Two different photosensitizers, 9,10-dicyanoanthracene (DCA) and benzophenone (BzO) or a silica bound derivative (BzO–Si) have been compared for the photooxidation of di-n-butyl sulfide and di-n-butyl disulfide. With either photosensitizer, sulfide photooxidation in acetonitrile leads very efficiently to sulfoxide, with sulfone and disulfides as by-products. Although an electron transfer mechanism has previously been established starting with DCA, our results are indicative of two competitive mechanisms using BzO as the photosensitizer, instead of singlet oxygen addition and electron transfer. The more sluggish photooxidation of disulfides leads to a complex mixture of products, among which n-butyl butanethiosulfonate and strong acids (alkylsulfonic and sulfuric) are the major ones.

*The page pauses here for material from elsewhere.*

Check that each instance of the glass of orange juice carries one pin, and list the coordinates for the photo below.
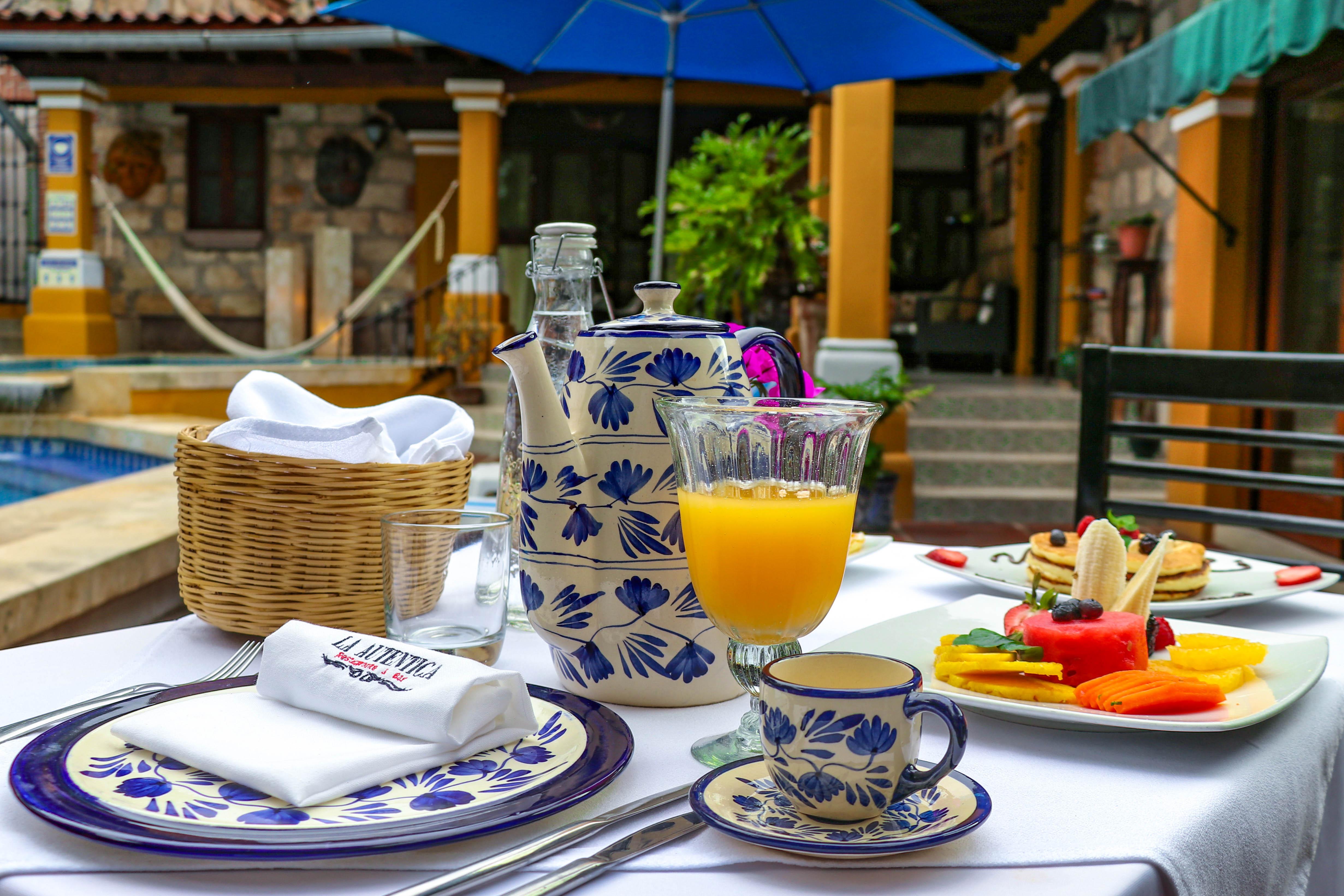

The relative ratio thiosulfonate ∶ acids depends, among other factors, on the medium polarity with acid formation favored starting with BzO or BzO–Si in a methanol–water mixture. An electron transfer mechanism only can account for the observed products. Superoxide anion, the formation of which is much easier starting from BzO than from DCA, is suggested to play a crucial role in this oxidative radical pathway. Starting from disulfides, grafted benzophenone is more efficient for acid formation than its soluble counterpart. As this photosensitizer can easily be recycled, an easy and smooth way to acid formation is thus available, provided that the reaction solvent is properly chosen.